5.8 Het voorgaande leidt het College tot het oordeel dat, omdat de herroeping van het eerder bij brief van 22 juli 2002 gegeven bestuurlijk rechtsoordeel niet op voldoende kenbare wijze aan I c.s. duidelijk is gemaakt, AFM in redelijkheid niet heeft kunnen komen tot het aan I c.s. opleggen van een boete wegens overtreding van artikel 82, eerste lid, Wtk 1992. Mitsdien komt de aangevallen uitspraak, onder verbetering van de motivering, voor bevestiging in aanmerking.

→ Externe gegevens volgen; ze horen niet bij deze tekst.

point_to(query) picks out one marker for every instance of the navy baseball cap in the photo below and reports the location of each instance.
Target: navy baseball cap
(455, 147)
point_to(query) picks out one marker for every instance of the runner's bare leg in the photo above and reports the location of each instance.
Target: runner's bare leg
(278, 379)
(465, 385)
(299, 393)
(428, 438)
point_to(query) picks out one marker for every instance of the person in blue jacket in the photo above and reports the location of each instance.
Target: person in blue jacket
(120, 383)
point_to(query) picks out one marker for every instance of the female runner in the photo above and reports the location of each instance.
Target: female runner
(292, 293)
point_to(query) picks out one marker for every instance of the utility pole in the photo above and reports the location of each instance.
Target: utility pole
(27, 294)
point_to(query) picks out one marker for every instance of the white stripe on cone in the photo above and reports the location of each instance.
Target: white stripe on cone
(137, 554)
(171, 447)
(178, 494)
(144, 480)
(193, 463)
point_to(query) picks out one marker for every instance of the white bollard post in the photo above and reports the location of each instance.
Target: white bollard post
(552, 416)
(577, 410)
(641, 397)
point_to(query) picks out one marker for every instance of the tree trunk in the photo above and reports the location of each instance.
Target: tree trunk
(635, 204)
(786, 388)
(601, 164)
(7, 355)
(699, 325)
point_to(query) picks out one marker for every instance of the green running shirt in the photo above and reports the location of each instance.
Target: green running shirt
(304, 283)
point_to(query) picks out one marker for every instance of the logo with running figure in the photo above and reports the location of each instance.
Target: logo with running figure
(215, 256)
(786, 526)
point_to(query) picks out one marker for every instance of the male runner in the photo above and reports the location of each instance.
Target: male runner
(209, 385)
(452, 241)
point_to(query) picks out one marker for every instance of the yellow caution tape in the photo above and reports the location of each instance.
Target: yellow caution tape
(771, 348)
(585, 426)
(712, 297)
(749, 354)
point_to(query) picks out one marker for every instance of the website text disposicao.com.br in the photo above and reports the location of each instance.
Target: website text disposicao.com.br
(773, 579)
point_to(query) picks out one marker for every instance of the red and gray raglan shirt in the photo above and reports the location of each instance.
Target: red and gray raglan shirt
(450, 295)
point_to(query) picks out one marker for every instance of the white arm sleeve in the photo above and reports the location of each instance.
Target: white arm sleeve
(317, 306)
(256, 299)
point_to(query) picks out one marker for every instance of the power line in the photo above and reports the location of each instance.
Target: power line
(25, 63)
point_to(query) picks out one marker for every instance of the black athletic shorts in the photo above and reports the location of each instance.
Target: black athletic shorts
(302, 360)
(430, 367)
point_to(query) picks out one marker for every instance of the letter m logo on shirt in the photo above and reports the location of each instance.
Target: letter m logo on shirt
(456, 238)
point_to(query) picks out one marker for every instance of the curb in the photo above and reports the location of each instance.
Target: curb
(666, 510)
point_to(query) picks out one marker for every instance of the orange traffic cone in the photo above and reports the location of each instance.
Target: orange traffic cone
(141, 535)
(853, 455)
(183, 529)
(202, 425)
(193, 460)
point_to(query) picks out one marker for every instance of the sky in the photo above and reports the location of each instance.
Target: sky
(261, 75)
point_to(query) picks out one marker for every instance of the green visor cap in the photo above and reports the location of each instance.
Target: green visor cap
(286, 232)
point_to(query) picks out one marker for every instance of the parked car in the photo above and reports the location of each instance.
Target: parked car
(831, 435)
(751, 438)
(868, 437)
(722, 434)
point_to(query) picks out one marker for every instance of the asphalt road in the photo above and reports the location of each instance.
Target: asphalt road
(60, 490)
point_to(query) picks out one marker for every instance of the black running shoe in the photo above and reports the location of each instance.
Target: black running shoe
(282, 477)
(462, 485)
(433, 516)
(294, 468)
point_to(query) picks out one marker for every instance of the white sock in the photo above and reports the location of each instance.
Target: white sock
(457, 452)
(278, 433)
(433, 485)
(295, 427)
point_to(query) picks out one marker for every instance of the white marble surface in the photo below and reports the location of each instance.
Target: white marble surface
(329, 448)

5.9 Het College acht voorts termen aanwezig AFM met toepassing van artikel 8:75 Awb te veroordelen in de kosten die I c.s. redelijkerwijs hebben moeten maken in verband met de behandeling van het hoger beroep. Deze kosten zijn vastgesteld op voet van het Besluit proceskosten bestuursrecht en bedragen € 644,-- (1 punt voor de indiening van een verweerschrift en 1 punt voor het verschijnen ter zitting van het College, wegingsfactor 1 en een bedrag per punt van
€ 322,--).
Nu de aangevallen uitspraak in stand wordt gelaten, dient ingevolge artikel 24, derde lid, van de Wet bestuursrechtspraak bedrijfsorganisatie griffierecht te worden geheven van AFM.